片頭痛

著者: 永田栄一郎 東海大学医学部内科学系神経内科

監修: 高橋裕秀 昭和大学藤が丘病院 脳神経内科

著者校正/監修レビュー済:2019/10/26
参考ガイドライン:
  1. 慢性頭痛の診療ガイドライン2013

概要・推奨  

  1. 片頭痛の急性期治療薬はトリプタンが第1選択薬である(推奨度1)
  1. いずれのトリプタンも効果は明らかで有用性がある。
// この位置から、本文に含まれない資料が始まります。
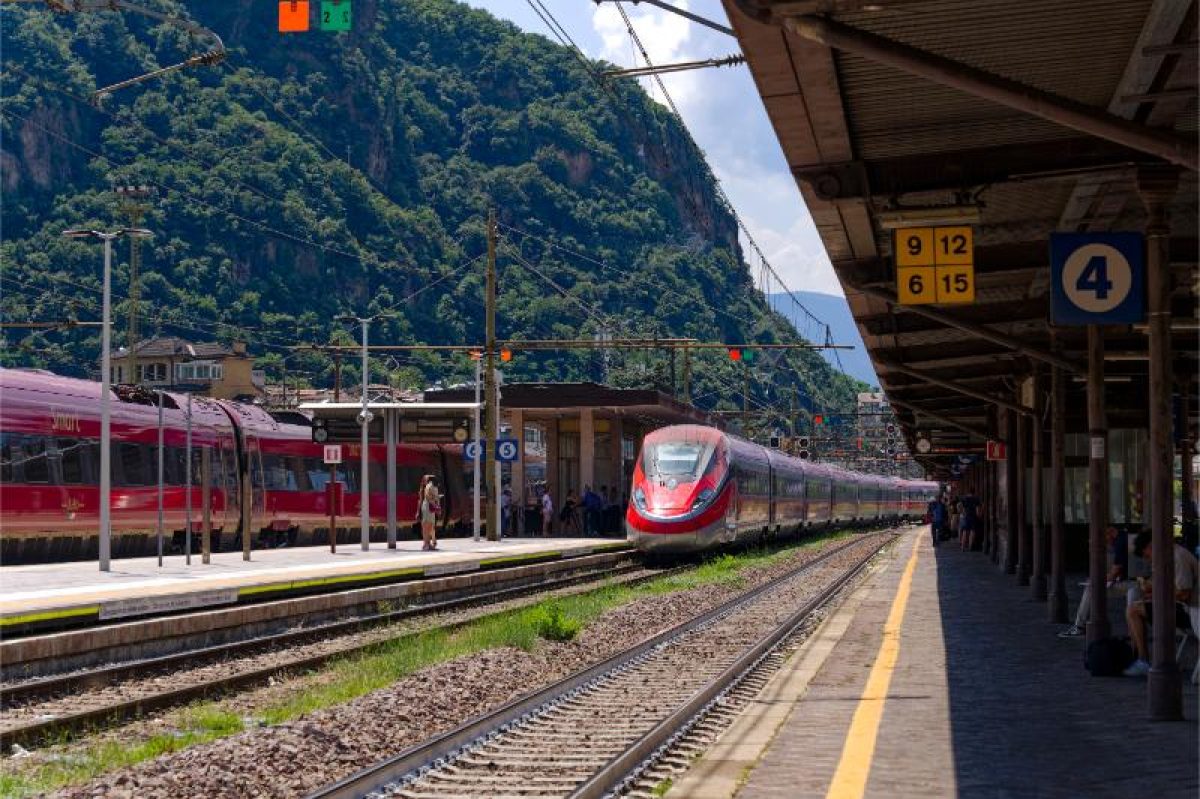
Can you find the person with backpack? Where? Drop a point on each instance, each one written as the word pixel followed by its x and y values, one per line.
pixel 429 510
pixel 547 512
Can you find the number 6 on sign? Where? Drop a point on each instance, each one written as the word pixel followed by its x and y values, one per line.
pixel 916 284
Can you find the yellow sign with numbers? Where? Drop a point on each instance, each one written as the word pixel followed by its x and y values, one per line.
pixel 935 265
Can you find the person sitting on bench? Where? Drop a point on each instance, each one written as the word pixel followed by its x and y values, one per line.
pixel 1139 612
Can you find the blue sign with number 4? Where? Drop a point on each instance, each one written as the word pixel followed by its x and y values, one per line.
pixel 1097 278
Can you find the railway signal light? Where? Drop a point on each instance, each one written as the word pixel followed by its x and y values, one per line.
pixel 293 16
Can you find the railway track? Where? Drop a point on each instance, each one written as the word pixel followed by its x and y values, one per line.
pixel 593 733
pixel 49 708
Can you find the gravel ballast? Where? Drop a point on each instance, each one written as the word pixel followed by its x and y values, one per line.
pixel 299 756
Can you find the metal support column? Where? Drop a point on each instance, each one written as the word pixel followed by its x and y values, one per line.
pixel 1011 437
pixel 1165 685
pixel 1097 488
pixel 390 430
pixel 1038 578
pixel 1057 608
pixel 1024 542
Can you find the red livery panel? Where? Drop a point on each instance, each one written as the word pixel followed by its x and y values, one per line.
pixel 697 487
pixel 49 467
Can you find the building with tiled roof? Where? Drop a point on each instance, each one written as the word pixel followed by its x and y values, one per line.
pixel 208 368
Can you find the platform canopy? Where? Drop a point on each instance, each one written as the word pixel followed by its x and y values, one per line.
pixel 1015 119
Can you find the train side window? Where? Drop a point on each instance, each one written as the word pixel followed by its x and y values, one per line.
pixel 30 454
pixel 135 463
pixel 73 462
pixel 276 475
pixel 10 450
pixel 299 473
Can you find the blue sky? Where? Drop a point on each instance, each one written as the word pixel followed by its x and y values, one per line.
pixel 744 154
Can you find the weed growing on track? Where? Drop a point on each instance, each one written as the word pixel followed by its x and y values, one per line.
pixel 201 725
pixel 393 660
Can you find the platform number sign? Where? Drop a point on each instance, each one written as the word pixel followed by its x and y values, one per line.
pixel 507 450
pixel 935 265
pixel 1097 278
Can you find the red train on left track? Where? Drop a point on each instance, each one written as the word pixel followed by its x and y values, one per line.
pixel 49 467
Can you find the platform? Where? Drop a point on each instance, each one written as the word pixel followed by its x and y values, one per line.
pixel 983 701
pixel 138 587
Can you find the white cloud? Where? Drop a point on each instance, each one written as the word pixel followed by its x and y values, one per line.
pixel 667 38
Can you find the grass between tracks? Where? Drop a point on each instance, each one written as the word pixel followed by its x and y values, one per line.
pixel 557 619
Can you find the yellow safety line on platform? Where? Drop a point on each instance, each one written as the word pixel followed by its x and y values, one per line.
pixel 329 581
pixel 46 616
pixel 521 558
pixel 853 768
それらの特性にはわずかながら差があり、患者によって効果やpreferenceは異なるが、エビデンスは不十分である(推奨度2)
  1. 片頭痛前兆期・予兆期にトリプタンを使用しても支障はないが、無効の可能性がある(推奨度2)
  1. 非ステロイド抗炎症薬(NSAIDs)は軽~中等度の片頭痛発作に対する治療効果が高く、安価であり、第1選択薬の1つとなる。発作のできるだけ早期に服用することが推奨される(推奨度2)
  1. 制吐薬は片頭痛の随伴症状である悪心・嘔吐に効果がある。使用経路も経口・静注・筋注・坐薬など選択肢が多く、副作用も少ないことから積極的な併用が勧められる(推奨度2)
  1. 月に2回以上の片頭痛発作がある場合、急性期治療(トリプタンやNSAIDs)のみでは日常生活に支障がある場合、急性期治療薬を使用できない場合、永続的な神経障害を来す恐れのある特殊な片頭痛の場合には、予防療法が適応となる(推奨度1)
薬剤監修について:
オーダー内の薬剤用量は日本医科大学付属病院 薬剤部 部長 片山志郎 以下、林太祐、渡邉裕次、井ノ口岳洋、梅田将光による疑義照会のプロセスを実施、疑義照会の対象については著者の方による再確認を実施しております。
※薬剤中分類、用法、同効薬、診療報酬は、エルゼビアが独自に作成した薬剤情報であり、
著者により作成された情報ではありません。
尚、用法は添付文書より、同効薬は、薬剤師監修のもとで作成しております。
※薬剤情報の(適外/適内/⽤量内/⽤量外/㊜)等の表記は、エルゼビアジャパン編集部によって記載日時にレセプトチェックソフトなどで確認し作成しております。ただし、これらの記載は、実際の保険適用の査定において保険適用及び保険適用外と判断されることを保証するものではありません。また、検査薬、輸液、血液製剤、全身麻酔薬、抗癌剤等の薬剤は保険適用の記載の一部を割愛させていただいています。
(詳細はこちらを参照)

改訂のポイント:
  1. 定期レビューを行い、「薬物乱用頭痛」→「薬物の使用過多による頭痛(薬物乱用頭痛:MOH)」「髄液」→「脳脊髄液」とした。